Taking part in a panel discussion on Thursday, March 5, 2020, at the Pentagon addressing vaccine development against coronavirus are from left: Brig. Gen. Michael Talley, commander of the U.S. Army Medical Research and Development Command and Fort Detrick; Col. Wendy Sammons-Jackson, director of USAMRDC's Military Infectious Disease Research Program; Dr. Nelson Michael, director of the Center for Infectious Disease Research at the Walter Reed Army Institute of Research; and Dr. Kayvon Modjarrad, director of Emerging Infectious Diseases at the Walter Reed Army Institute of Research.



VICENZA, Italy — The Army has barred troops based in Italy from taking new assignments or attending military schools in the U.S. in an effort to slow the spread of the new coronavirus.

“Effective immediately, all PCSing soldiers and families on orders from Italy will stop movement, and they are delayed for the next 60 days or until further notice,” U.S. Army Garrison Italy commander Col. Dan Vogel said Saturday in a video message posted on the garrison’s Facebook page.

Over the next two months, the garrison was expecting about 180 soldiers to change assignments, known as permanent change of station or PCS.

Those who were to attend professional military education in the U.S. will not be able to unless the course is for six months or longer, the message said. In those cases, participants will travel to the U.S. two weeks early and be quarantined before attending the school.

Maj. Gen. Roger Cloutier, commander of Vicenza-based U.S. Army Africa, said commands received the new Army guidance Friday night.

“This decision affects soldiers, civilians and their families differently based on where they are in the PCS cycle,” Vogel said.

Those most affected are families who’ve already had their household goods packed or shipped. “The bottom line is we realize this is a time when soldiers and families are in flux,” Vogel said. “We will work with you to make sure you’re taken care of.”

The guidance came hours after U.S. European Command confirmed that an American sailor stationed at Naval Support Activity Naples had tested positive for the coronavirus Friday — the first confirmed case of COVID-19 linked to a U.S. service member in Europe.

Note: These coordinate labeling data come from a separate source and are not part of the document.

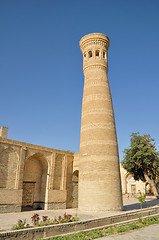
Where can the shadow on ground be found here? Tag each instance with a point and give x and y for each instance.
(144, 205)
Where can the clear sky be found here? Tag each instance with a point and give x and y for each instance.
(41, 75)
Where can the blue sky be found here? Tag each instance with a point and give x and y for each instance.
(41, 76)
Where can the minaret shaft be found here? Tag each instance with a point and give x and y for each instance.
(99, 174)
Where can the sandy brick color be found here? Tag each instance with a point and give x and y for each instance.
(99, 174)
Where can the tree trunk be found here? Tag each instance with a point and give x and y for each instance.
(152, 184)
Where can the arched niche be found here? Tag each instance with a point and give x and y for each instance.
(8, 167)
(34, 182)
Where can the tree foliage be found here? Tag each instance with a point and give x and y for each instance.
(141, 159)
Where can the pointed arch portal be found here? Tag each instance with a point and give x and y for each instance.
(34, 182)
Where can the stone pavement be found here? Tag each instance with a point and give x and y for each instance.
(7, 220)
(146, 233)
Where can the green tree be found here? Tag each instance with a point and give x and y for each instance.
(141, 159)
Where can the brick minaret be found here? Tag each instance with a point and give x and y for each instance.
(99, 174)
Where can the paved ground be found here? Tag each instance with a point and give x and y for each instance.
(7, 220)
(146, 233)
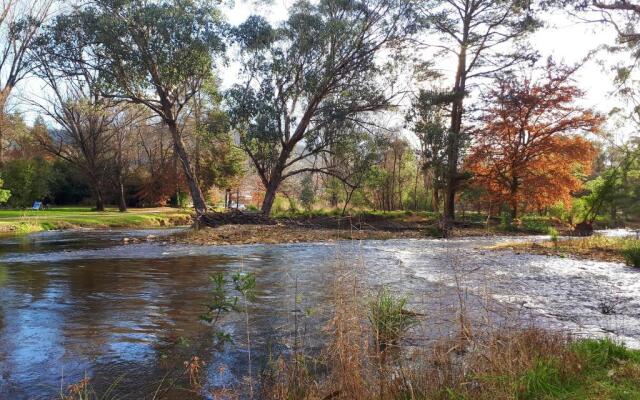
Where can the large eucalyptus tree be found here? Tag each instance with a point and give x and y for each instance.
(305, 79)
(155, 53)
(482, 37)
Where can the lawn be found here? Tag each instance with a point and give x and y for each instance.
(25, 221)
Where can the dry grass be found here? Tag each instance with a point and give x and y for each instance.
(600, 248)
(476, 363)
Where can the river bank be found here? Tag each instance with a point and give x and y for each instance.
(129, 315)
(65, 218)
(596, 248)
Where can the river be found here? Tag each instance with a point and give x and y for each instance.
(85, 302)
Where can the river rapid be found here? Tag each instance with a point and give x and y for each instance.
(82, 303)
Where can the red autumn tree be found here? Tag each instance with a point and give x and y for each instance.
(527, 152)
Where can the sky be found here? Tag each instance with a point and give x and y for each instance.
(564, 38)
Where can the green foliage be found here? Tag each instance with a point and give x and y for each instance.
(602, 353)
(4, 193)
(67, 186)
(553, 233)
(506, 220)
(143, 46)
(631, 253)
(535, 225)
(542, 380)
(221, 163)
(307, 192)
(27, 180)
(223, 302)
(389, 318)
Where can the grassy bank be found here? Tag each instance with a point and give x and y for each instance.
(599, 248)
(27, 221)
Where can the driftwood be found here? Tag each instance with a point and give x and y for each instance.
(234, 217)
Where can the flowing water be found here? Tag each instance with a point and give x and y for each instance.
(86, 303)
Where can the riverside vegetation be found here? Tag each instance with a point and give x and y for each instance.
(596, 247)
(28, 221)
(370, 354)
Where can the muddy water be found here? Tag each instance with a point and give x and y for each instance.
(75, 304)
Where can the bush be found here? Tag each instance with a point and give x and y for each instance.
(553, 233)
(535, 225)
(631, 254)
(602, 353)
(27, 180)
(389, 319)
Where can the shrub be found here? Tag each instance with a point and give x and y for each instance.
(553, 233)
(389, 319)
(601, 353)
(540, 381)
(631, 254)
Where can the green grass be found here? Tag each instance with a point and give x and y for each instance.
(592, 369)
(604, 370)
(27, 221)
(631, 254)
(389, 318)
(399, 215)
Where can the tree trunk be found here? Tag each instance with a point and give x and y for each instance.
(270, 197)
(453, 151)
(99, 201)
(122, 201)
(196, 194)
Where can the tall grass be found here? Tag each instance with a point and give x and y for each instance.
(389, 318)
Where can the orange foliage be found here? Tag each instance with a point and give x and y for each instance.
(527, 153)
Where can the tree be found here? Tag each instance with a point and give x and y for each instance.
(220, 162)
(4, 193)
(78, 106)
(20, 22)
(304, 79)
(27, 180)
(158, 54)
(477, 33)
(429, 126)
(527, 150)
(351, 159)
(307, 192)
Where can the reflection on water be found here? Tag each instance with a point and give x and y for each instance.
(82, 302)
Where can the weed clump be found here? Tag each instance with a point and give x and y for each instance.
(631, 254)
(389, 318)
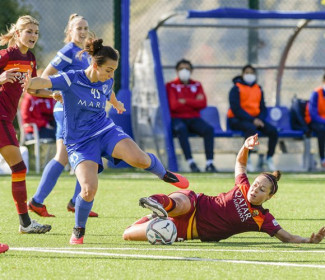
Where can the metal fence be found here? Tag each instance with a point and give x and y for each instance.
(54, 14)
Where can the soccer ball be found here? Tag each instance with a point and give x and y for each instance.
(161, 232)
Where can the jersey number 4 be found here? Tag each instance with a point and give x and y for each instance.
(95, 93)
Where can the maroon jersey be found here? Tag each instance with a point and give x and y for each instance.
(219, 217)
(10, 92)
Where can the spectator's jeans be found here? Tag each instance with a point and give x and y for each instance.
(183, 127)
(250, 129)
(319, 129)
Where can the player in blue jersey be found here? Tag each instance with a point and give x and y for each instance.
(89, 134)
(66, 59)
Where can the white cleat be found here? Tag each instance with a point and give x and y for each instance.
(154, 206)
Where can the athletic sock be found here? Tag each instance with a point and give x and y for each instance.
(18, 187)
(167, 202)
(51, 173)
(156, 166)
(82, 210)
(77, 190)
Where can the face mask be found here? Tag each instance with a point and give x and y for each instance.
(184, 75)
(249, 78)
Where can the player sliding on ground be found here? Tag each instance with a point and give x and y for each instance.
(213, 218)
(90, 135)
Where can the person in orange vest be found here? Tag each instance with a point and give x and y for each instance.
(248, 112)
(315, 117)
(186, 99)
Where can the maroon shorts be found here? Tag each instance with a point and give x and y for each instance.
(8, 135)
(183, 222)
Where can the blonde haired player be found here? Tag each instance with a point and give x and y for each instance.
(214, 218)
(15, 61)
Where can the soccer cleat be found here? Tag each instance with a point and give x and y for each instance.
(176, 179)
(77, 236)
(41, 211)
(322, 164)
(35, 227)
(70, 208)
(154, 206)
(3, 248)
(211, 168)
(194, 168)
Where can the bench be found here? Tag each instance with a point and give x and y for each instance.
(278, 116)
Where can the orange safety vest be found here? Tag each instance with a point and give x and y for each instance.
(320, 105)
(249, 99)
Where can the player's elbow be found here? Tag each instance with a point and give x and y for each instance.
(126, 234)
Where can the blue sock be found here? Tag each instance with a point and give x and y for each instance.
(51, 173)
(156, 166)
(77, 190)
(83, 209)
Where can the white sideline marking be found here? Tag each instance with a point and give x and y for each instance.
(47, 250)
(156, 248)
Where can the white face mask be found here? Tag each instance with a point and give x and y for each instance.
(184, 75)
(249, 78)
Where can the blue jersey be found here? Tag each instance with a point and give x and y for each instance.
(84, 105)
(67, 59)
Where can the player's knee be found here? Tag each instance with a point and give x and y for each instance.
(88, 194)
(19, 168)
(141, 160)
(126, 234)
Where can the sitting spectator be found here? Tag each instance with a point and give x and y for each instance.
(39, 111)
(186, 99)
(247, 112)
(315, 117)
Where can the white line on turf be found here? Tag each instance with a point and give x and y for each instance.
(47, 250)
(156, 248)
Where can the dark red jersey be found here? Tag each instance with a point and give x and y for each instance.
(36, 110)
(177, 90)
(219, 217)
(10, 92)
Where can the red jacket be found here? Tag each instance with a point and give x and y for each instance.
(190, 92)
(36, 110)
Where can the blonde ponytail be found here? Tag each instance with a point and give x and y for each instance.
(72, 18)
(10, 37)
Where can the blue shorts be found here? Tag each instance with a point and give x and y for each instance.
(97, 147)
(59, 117)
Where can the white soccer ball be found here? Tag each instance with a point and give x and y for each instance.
(161, 232)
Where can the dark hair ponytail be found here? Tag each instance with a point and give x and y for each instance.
(273, 177)
(99, 52)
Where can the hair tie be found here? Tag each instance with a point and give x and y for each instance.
(275, 186)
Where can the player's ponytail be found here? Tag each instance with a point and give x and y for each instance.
(73, 18)
(100, 53)
(10, 37)
(273, 178)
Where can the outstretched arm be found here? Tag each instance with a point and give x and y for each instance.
(36, 83)
(38, 87)
(287, 237)
(242, 156)
(118, 105)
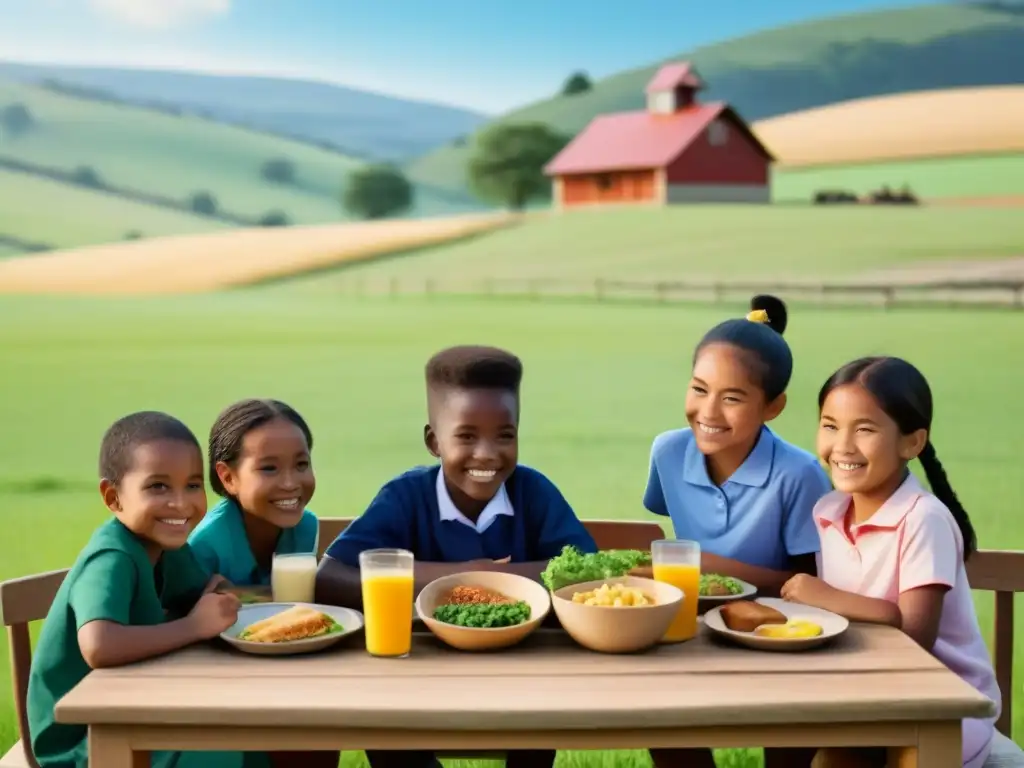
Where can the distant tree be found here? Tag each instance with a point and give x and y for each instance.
(203, 203)
(508, 165)
(579, 82)
(377, 192)
(279, 171)
(15, 120)
(87, 176)
(274, 218)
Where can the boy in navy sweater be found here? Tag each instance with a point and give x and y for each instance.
(477, 510)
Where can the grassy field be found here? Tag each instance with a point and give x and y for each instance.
(176, 157)
(969, 176)
(787, 69)
(709, 242)
(44, 211)
(601, 382)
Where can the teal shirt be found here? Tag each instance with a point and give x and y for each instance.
(221, 546)
(113, 580)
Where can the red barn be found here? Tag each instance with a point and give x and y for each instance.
(676, 151)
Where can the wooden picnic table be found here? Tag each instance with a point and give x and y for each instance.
(872, 687)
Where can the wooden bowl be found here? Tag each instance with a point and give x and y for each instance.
(617, 630)
(473, 638)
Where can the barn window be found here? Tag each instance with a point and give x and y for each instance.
(718, 133)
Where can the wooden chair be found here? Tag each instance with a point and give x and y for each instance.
(1001, 572)
(23, 601)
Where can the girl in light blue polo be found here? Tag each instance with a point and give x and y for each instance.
(260, 466)
(729, 482)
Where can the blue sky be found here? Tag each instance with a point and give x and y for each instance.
(485, 54)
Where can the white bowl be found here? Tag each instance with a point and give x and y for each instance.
(832, 626)
(478, 638)
(351, 622)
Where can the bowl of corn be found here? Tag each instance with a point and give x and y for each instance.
(616, 615)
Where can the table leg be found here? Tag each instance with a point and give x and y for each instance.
(939, 745)
(110, 747)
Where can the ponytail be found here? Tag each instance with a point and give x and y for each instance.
(945, 494)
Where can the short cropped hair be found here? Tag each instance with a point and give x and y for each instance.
(128, 432)
(474, 368)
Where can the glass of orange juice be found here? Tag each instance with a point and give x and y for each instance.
(387, 600)
(677, 561)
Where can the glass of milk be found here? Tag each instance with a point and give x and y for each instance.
(293, 578)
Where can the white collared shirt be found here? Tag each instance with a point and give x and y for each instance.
(500, 505)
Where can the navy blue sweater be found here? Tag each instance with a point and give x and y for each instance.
(406, 515)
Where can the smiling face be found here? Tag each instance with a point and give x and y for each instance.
(272, 478)
(725, 406)
(163, 496)
(475, 434)
(862, 445)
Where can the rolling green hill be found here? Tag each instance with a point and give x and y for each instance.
(800, 67)
(176, 157)
(60, 215)
(694, 243)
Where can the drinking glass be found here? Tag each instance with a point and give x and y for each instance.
(293, 578)
(677, 561)
(387, 600)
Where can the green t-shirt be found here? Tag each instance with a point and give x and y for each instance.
(113, 580)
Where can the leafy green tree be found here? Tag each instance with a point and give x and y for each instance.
(508, 165)
(578, 82)
(376, 192)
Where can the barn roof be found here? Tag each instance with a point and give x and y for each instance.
(674, 75)
(638, 139)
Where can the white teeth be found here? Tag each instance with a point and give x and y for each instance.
(710, 430)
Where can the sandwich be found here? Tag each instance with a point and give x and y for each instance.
(298, 623)
(747, 615)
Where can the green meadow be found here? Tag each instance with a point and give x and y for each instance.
(966, 176)
(176, 157)
(601, 381)
(41, 210)
(696, 243)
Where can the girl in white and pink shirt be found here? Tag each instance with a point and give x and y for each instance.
(893, 552)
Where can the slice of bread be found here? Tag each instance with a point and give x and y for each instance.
(747, 615)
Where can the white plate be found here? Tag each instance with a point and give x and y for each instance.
(832, 627)
(351, 622)
(748, 592)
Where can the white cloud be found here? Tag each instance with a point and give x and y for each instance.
(160, 13)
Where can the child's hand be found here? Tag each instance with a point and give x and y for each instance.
(213, 613)
(807, 590)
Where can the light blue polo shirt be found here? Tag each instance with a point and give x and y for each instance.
(760, 516)
(221, 546)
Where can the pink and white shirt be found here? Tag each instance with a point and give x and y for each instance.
(912, 541)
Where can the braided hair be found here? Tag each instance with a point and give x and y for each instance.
(902, 392)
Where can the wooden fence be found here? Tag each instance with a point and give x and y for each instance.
(993, 293)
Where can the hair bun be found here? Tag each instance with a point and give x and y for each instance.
(771, 311)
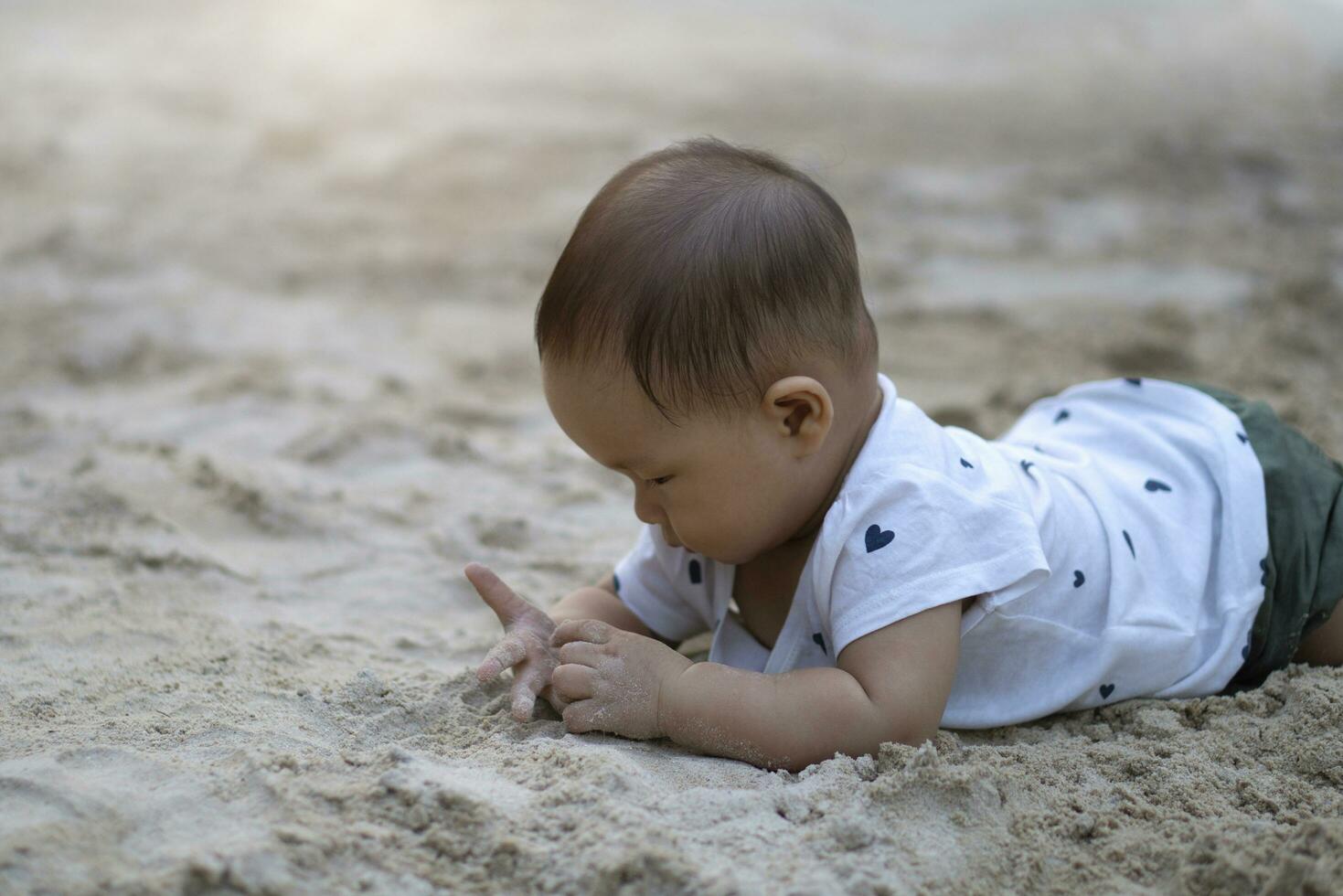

Italy has the highest number of new coronavirus cases outside of Asia. As of Friday, there were more than 3,900 confirmed cases of COVID-19 infection, 4,636 suspected cases, and just under 200 people had died after contracting the virus, the country’s Civil Protection Agency said.

Most of the cases in Italy are in the north of the country, where the 31st Fighter Wing at Aviano Air Base had 134 people in isolation or self-quarantine Friday and instructed everyone to keep their distance from others as a precaution.

Both Aviano and U.S. Army Garrison Italy have closed schools through March 15. In the south, schools on Navy bases in Sigonella and Naples were still open at the end of the week.